= Mama Uka =

Nigerian comedian

Chukwueze Odinaka (born 18 August 1991) professionally known as Mama Uka is a Nigerian comedian and content creator who shoots comedy using the guise of an elderly woman.

== Early life and education ==
Mama Uka was born on 18 August 1991 in Amachalla, Enugu-Ezike in Igbo Eze North local government area of Enugu State, where he attended his primary and secondary education before proceeding to Institute of Management and Technology, Enugu (IMT), where he obtained a degree in computer science. He is the second to the last child of his family.

== Career ==
Mama Uka, who is regarded as a "leading figure in the Nigerian comedy industry", uses Facebook as his main outlet while dressing like an elderly woman. Mama Uka, who is also a singer and producer, started his comedic acts in 2016 while a student at IMT, Enugu and cites Lasisi Elenu and Tyler Perry as his role model. He has over 2.8million followers on facebook.

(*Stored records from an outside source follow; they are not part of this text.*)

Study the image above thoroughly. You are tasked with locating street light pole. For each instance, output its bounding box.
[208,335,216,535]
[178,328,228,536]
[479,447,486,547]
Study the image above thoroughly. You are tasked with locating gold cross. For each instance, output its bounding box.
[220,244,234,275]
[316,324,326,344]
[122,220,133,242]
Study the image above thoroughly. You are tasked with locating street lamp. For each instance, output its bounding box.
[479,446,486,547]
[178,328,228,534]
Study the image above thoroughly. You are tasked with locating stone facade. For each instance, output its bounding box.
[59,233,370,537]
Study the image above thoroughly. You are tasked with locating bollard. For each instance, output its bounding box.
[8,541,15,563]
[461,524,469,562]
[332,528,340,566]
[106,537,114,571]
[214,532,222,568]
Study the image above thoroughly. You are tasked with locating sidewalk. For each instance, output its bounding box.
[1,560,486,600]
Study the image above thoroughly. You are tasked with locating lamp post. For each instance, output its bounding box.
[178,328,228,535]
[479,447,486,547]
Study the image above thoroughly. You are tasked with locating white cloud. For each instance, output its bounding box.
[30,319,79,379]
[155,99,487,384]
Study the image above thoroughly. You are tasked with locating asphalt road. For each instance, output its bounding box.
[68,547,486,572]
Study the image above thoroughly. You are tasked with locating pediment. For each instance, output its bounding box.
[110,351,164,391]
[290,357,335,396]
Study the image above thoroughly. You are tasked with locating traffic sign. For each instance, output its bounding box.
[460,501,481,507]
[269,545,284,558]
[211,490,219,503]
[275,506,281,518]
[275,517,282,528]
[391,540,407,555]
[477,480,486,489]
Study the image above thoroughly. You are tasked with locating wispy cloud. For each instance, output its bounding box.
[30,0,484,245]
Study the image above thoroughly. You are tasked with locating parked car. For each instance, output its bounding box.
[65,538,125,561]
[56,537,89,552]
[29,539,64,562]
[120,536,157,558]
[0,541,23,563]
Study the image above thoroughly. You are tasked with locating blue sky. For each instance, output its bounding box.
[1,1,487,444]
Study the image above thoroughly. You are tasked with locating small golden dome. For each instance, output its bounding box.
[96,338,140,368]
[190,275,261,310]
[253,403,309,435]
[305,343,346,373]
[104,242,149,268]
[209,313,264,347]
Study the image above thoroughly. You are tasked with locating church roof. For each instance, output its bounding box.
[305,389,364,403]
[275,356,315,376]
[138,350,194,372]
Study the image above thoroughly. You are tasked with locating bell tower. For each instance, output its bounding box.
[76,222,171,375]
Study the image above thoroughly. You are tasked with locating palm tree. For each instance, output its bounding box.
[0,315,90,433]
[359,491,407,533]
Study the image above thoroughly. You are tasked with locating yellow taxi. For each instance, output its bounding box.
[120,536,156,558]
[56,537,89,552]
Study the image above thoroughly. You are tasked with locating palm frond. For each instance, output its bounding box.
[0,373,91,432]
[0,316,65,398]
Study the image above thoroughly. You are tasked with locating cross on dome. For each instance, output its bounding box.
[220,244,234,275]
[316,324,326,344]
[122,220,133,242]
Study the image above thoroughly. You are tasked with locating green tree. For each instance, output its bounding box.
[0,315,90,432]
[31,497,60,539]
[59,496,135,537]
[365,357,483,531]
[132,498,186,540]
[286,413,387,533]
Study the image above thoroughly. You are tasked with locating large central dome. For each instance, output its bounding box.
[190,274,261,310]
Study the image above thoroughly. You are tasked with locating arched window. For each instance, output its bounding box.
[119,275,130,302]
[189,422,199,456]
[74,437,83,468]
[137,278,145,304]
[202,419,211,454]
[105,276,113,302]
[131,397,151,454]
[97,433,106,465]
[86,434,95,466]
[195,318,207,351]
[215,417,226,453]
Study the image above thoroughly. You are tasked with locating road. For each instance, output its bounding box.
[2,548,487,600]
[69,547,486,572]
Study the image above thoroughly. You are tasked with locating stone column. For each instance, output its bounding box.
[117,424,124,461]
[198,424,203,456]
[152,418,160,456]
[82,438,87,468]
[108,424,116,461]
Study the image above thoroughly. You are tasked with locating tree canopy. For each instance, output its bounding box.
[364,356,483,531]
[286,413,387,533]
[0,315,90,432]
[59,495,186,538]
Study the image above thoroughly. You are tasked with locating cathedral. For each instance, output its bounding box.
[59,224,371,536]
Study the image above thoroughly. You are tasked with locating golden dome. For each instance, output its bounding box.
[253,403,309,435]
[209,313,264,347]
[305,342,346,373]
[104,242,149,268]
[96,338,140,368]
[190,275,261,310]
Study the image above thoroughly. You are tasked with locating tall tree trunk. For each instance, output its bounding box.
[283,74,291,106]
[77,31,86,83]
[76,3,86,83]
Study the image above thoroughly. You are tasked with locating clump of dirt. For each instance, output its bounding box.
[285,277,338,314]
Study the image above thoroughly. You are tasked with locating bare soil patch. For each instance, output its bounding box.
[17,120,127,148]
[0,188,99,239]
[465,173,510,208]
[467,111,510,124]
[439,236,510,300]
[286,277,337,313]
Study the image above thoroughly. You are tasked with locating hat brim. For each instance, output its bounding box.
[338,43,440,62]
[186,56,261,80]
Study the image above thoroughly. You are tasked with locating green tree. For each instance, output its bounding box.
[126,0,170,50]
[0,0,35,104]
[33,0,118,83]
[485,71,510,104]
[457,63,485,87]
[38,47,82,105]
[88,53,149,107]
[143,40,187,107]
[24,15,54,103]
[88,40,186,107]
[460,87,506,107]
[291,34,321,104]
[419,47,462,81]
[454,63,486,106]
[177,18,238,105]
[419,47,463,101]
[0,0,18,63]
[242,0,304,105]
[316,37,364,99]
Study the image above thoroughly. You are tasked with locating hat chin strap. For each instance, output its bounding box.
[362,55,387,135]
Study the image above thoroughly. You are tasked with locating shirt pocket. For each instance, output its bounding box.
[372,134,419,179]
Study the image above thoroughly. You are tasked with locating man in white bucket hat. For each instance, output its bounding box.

His comedy lines tackled everyday situations.

== Personal life ==
Mama Uka has a daughter with Dera whom he broke up with on 14 February 2022. His baby Mama frustrates his efforts build their love affairs into marriage. She disappeared when he was on his way to propose to her 8 years ago. He has been with her since 2015. He went to Enugu on February 14, 2022 to propose to her but she wasn't around. He traced her to Ntachi Osa (food joint) and caught her with another guy.